Designed for use in machinery with flow or level sensing requirements, the new-generation 180 Series provides switching, alarming and rate metering, and the totalizing of air, gases or liquids. "These sensors are ideal for fuel and air-feed lines, additive dispensing control, oil and lubricant circulation, pump protection circuits, cooling system controls, over/under flow limit switches and more," says Sam Kresch, OEM product line manager. The company believes the series will have wide acceptance in boiler systems, burners and industrial furnaces, chillers, air and gas compressors, blowers and dryers, and even co-gen power generators.
Constructed for use with line sizes from ¼-6 in., the sensors are well-suited for new product designs, as optional upgrades, or as replacements to existing sensors. "The sensors feature FCI's precision thermal dispersion sensing technology, which has proven itself in hundreds-of-thousands of process and industrial applications worldwide," states Kresch. "They combine wide flow and turndown ranges with high accuracy and repeatability to achieve dependable operation."
Unlike mechanical rotary, float, or orifice-plate sensors that can breakdown or clog, the 180 Series minimally invasive design features no moving parts for virtually maintenance-free reliability. FCI's thermal flow sensing element contains two thermowell-protected platinum resistance temperature detectors. One RTD is heated and the other RTD senses the gas or fluid temperature. The temperature difference between the two RTDs relates to the fluid flow rate. The technology provides a true mass flow analog output (without pressure or temperature transducers), as well as temperature, totalizing and alarm outputs. "The result is high accuracy from sensors that create virtually no pressure drop, and have no orifices to clog and no moving parts," says Eric Wible, director of engineering. "With a mean time between failure rating calculated to exceed 60,000 hours of service, the 180 Series delivers reliability and long-life that will minimize maintenance costs. Its miniature sensor design ensures fast response and high-levels of repeatability under all process conditions."
Because there is minimal pressure drop, machine builders and their customers might find opportunities to save costs and increase equipment efficiency by not having to boost line pressure to achieve needed flow rates.
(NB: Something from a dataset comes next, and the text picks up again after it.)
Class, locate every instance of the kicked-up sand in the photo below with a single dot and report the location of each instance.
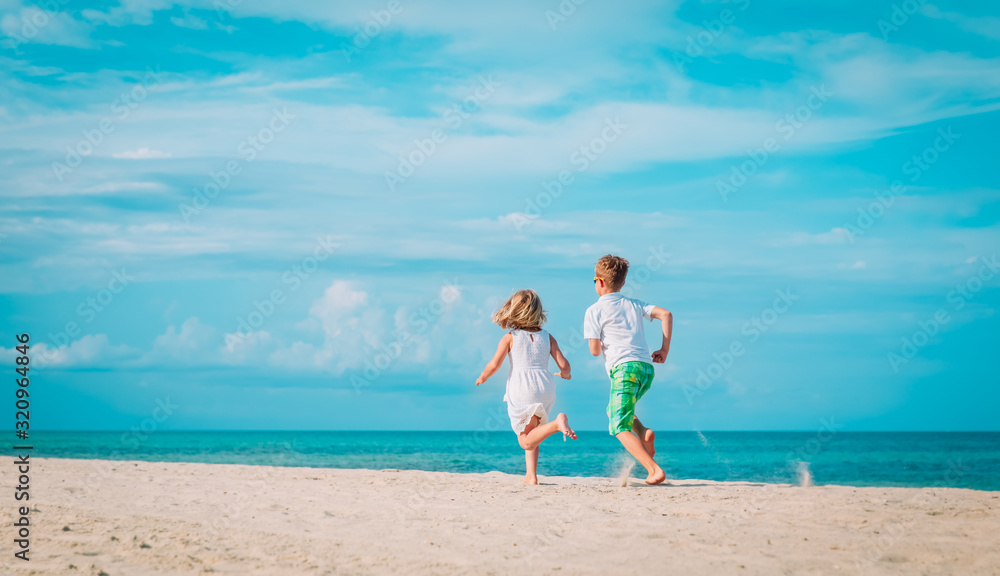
(92, 517)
The series offers more than 30 standard designs and FCI will customize the design to meet requirements for any process media, line size, installation environment, temperature, pressure, calibration or output signal. A number of the sensor designs comply with industry standards, including UL, CE, FM, ATEX, CSA and more. FCI is a registered and certified ISO 9001 manufacturer.
"We maintain our own world-class, NIST-traceable, precision flow calibration facility that provides total accuracy and performance assurance for all of our products," says Wible. "This industry-unique, extensive laboratory supports design validation testing as well as calibration of production products for virtually all gas and liquid media in pipe and tube sizes from 0.25--36 in. The actual-use media calibration of our flow sensors ensures delivered products meet their accuracy and total product operation specifications."